Aujourd’hui, nous avons deux grandes prestations. D’une part les prestations en nature qui se traduisent par une aide apportée par un service professionnel ou un réseau, comme par exemple Help ou Hëllef Doheem. D’autre part, les prestations en espèces. L’assurance dépendance permet de convertir une partie de la prestation en nature en une somme d’argent qui permet au bénéficiaire de rétribuer un proche qui lui apporte des soins. Les prestations en espèces sont exportables, tandis que les prestations en nature ne le sont pas.
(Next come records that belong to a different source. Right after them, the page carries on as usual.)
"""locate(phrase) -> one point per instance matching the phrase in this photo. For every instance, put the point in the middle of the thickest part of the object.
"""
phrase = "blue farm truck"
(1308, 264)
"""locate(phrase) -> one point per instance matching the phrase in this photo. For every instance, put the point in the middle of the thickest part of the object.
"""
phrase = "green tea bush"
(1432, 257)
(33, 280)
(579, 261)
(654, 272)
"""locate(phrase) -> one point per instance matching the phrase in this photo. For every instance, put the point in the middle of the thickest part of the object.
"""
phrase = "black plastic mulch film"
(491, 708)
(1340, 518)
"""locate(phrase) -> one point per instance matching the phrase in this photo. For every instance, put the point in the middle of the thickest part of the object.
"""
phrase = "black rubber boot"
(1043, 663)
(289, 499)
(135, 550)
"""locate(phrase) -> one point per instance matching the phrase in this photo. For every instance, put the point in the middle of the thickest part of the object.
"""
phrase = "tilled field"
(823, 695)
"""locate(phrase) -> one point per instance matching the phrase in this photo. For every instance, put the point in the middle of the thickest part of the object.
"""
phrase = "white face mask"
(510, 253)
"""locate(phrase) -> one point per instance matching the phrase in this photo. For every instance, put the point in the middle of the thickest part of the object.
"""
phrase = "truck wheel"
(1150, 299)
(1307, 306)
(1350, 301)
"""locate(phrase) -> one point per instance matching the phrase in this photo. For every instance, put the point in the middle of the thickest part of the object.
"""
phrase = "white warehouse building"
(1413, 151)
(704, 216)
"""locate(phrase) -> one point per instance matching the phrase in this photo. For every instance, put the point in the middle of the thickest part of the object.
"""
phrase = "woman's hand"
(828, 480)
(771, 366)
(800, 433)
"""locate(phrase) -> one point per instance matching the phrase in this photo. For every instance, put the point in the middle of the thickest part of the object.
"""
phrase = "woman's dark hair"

C’est-à-dire, un Portugais qui après sa retraite s’installe au Portugal peut bénéficier d’une prestation en espèces, mais pas d’une prestation en nature.
Il s’agit donc d’un problème d’équivalence professionnelle ?
C.P. : Non, pas tout à fait. Les prestations en nature n’existent pas au Portugal. De toute façon, elles ne sont pas exportables. En tenant compte du nombre élevé d’anciens immigrants portugais domiciliés au Portugal, nous avons commencé au long des dernières années à développer un projet qui comporterait la construction d’un centre intégré pour personnes âgées au Portugal où le personnel disposerait d’une formation professionnelle équivalente à celle requise au Luxembourg. Les retraités auraient ainsi la possibilité de bénéficier des mêmes prestations indépendamment s’ils vivent au Portugal ou au Luxembourg. De plus, nous avons pensé à la possibilité de réaliser une sorte d’échange entre les deux pays. Pourquoi un retraité qui vit dans un centre intégré pour personnes âgées au Luxembourg n’a-t-il pas le droit de partir en vacances ? À ce moment-là les personnes concernées pourraient partir en vacances sans nécessiter l’accompagnement d’un grand nombre de personnel spécialisé, à part un ou deux professionnels pour l’accompagnement durant le voyage, tandis qu’au Portugal ils seraient accueillis et accompagnés par le personnel du centre intégré pour personnes âgées qui, lui, possèderait une qualification professionnelle équivalente à celle requise au Luxembourg. Cette proposition comporte deux exigences. D’une part, de donner la possibilité aux retraités domiciliés au Luxembourg de partir en vacances. D’autre part, de compenser le manque d’accès aux prestations en nature qui existe aujourd’hui pour les immigrants portugais qui retournent au Portugal et qui durant 30 ou 40 ans ont payé pour des prestations desquelles au bout du compte ils n’auront pas le droit de faire usage. Ces idées sont au centre de notre projet de base. Après, il serait aussi envisageable d’intégrer ces réflexions dans l’accord de sécurité sociale qui existe entre les deux pays afin de permettre un co-financement du projet.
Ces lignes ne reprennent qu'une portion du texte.